The word emoji derives from the Japanese words 絵 , meaning “picture,” 文 (mo) meaning “writing,” and 字 (ji) meaning “character.” Emojis are symbols and images that represent objects, expressions, animals, feelings, and everything that surrounds us. They were invented in 1998 by an employee named Shigetaka Kurita, of the Japanese telecommunications company NTT DoCoMo. The idea originated from a Japanese observation; people tended to exchange a large number of images via SMS, which also highlighted a certain difficulty in expressing emotions in words by the Japanese population. That’s why emojis were created.

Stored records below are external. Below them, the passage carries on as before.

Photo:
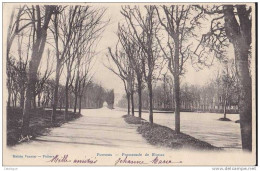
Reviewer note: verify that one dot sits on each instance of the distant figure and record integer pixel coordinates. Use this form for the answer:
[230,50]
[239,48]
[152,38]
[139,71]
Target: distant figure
[105,105]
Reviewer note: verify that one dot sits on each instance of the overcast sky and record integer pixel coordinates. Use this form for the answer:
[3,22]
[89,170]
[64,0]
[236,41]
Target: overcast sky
[111,81]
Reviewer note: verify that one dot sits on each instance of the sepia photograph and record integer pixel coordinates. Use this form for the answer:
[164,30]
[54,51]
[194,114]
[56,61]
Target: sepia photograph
[129,84]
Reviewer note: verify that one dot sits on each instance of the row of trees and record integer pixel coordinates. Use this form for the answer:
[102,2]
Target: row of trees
[152,36]
[218,95]
[70,35]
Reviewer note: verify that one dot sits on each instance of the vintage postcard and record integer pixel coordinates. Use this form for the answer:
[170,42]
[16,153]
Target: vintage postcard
[129,84]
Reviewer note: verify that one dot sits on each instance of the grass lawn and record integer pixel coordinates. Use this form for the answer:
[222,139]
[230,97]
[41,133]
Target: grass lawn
[40,122]
[163,136]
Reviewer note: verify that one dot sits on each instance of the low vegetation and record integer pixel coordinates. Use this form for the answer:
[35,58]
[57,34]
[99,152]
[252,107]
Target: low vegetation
[163,136]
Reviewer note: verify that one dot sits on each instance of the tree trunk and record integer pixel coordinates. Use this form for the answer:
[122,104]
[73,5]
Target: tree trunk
[22,98]
[80,99]
[132,103]
[39,100]
[128,103]
[56,90]
[225,107]
[150,89]
[177,103]
[66,99]
[239,35]
[36,56]
[140,98]
[34,101]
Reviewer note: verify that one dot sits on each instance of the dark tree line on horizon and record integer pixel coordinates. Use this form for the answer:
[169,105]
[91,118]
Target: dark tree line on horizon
[53,39]
[61,41]
[153,36]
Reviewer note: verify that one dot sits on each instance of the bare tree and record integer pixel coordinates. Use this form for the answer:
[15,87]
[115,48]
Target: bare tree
[134,53]
[144,29]
[179,24]
[234,23]
[40,26]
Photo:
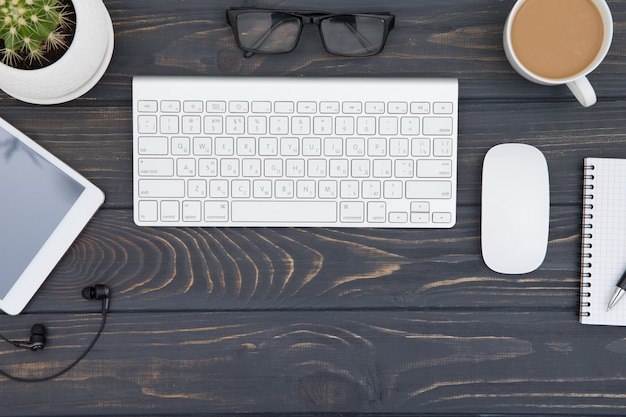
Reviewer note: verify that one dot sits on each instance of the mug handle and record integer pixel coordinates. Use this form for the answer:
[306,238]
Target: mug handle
[583,91]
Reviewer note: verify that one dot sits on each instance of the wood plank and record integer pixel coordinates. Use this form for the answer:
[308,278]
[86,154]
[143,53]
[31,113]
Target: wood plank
[317,362]
[447,38]
[188,269]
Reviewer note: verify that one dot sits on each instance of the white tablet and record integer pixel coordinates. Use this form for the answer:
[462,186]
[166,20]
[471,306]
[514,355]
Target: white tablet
[44,205]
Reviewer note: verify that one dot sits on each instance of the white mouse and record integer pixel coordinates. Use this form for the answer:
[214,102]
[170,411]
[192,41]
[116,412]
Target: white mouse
[515,208]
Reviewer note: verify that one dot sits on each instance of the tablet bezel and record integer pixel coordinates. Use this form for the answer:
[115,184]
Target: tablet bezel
[63,235]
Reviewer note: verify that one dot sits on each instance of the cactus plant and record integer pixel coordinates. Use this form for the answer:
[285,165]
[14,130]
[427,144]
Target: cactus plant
[29,29]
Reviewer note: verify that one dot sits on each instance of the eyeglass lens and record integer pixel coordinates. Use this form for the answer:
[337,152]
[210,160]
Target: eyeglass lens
[275,32]
[268,32]
[353,35]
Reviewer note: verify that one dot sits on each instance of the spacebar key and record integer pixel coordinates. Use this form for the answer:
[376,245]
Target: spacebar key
[284,211]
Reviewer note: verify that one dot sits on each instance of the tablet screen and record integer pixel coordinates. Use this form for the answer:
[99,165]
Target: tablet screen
[35,196]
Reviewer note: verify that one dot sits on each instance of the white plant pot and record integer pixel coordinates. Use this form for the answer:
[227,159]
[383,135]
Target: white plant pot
[77,71]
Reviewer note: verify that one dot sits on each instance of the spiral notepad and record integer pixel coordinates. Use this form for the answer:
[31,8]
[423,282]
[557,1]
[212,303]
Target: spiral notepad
[603,254]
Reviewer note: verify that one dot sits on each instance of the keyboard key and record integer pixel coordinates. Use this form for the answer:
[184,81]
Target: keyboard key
[170,211]
[192,106]
[156,167]
[216,211]
[238,107]
[146,124]
[420,107]
[438,126]
[192,211]
[216,107]
[149,106]
[352,212]
[286,107]
[168,124]
[428,189]
[284,212]
[162,188]
[261,107]
[170,106]
[442,108]
[307,107]
[152,145]
[434,168]
[148,210]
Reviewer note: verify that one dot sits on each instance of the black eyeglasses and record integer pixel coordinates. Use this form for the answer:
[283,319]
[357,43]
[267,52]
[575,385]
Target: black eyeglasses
[278,31]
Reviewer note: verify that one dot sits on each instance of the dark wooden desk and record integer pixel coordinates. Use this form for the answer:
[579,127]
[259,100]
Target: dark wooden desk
[306,321]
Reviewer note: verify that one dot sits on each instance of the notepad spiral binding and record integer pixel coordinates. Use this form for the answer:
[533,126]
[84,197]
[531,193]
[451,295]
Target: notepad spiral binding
[587,240]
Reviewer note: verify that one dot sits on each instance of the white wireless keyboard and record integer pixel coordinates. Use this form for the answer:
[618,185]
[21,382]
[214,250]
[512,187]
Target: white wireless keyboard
[331,152]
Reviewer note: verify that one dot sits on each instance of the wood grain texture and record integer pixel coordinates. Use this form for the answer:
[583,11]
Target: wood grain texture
[308,321]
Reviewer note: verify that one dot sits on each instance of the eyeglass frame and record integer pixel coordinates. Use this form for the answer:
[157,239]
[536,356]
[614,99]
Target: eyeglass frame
[308,17]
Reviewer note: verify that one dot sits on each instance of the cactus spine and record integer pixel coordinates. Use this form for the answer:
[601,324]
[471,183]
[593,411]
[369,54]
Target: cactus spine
[30,28]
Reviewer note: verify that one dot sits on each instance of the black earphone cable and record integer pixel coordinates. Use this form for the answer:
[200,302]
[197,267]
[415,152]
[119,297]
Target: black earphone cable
[105,310]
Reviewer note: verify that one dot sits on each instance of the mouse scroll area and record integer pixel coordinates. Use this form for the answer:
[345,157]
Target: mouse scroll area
[515,211]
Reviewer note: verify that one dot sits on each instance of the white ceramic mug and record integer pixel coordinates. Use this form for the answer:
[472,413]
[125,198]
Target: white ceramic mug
[577,83]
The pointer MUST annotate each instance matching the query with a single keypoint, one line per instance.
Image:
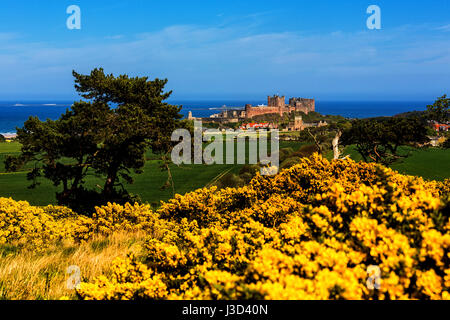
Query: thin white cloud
(232, 59)
(444, 28)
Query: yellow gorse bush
(35, 227)
(310, 232)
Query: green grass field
(429, 163)
(147, 185)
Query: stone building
(277, 105)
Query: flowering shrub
(309, 232)
(35, 227)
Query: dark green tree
(379, 139)
(106, 136)
(439, 111)
(446, 144)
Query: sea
(14, 113)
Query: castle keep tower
(276, 101)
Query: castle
(277, 105)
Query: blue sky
(231, 49)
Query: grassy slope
(147, 185)
(430, 163)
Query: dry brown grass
(30, 275)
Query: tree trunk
(335, 143)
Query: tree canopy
(107, 136)
(439, 111)
(379, 139)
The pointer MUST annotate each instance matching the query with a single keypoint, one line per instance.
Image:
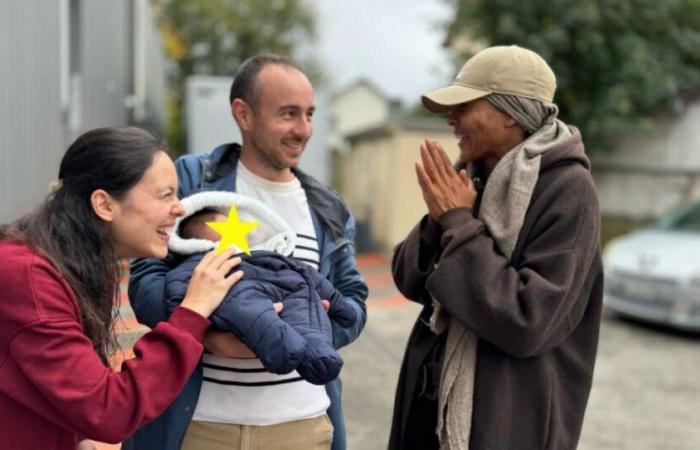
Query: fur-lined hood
(273, 234)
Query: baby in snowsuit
(300, 337)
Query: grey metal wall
(34, 130)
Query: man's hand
(225, 344)
(443, 188)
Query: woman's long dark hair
(66, 230)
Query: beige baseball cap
(509, 70)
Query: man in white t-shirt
(232, 402)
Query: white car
(654, 274)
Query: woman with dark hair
(116, 198)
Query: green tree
(617, 61)
(214, 36)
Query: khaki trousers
(307, 434)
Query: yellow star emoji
(233, 231)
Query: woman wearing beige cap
(507, 266)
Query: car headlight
(609, 251)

From the creative idea, major companies such as Panasonic and Sharp were approached to design the emojis, but they refused to collaborate because they did not believe it could be a valuable idea. It was the employee who created the first set of 176 emojis, which are now housed at the Museum of Modern Art (MoMA) in New York.
In 2005, an agreement between telecommunications companies led to the standardization of the emoji map to allow for proper display across different types of devices and, over time, even cross-platform. It was in this year that the number of emojis reached 800.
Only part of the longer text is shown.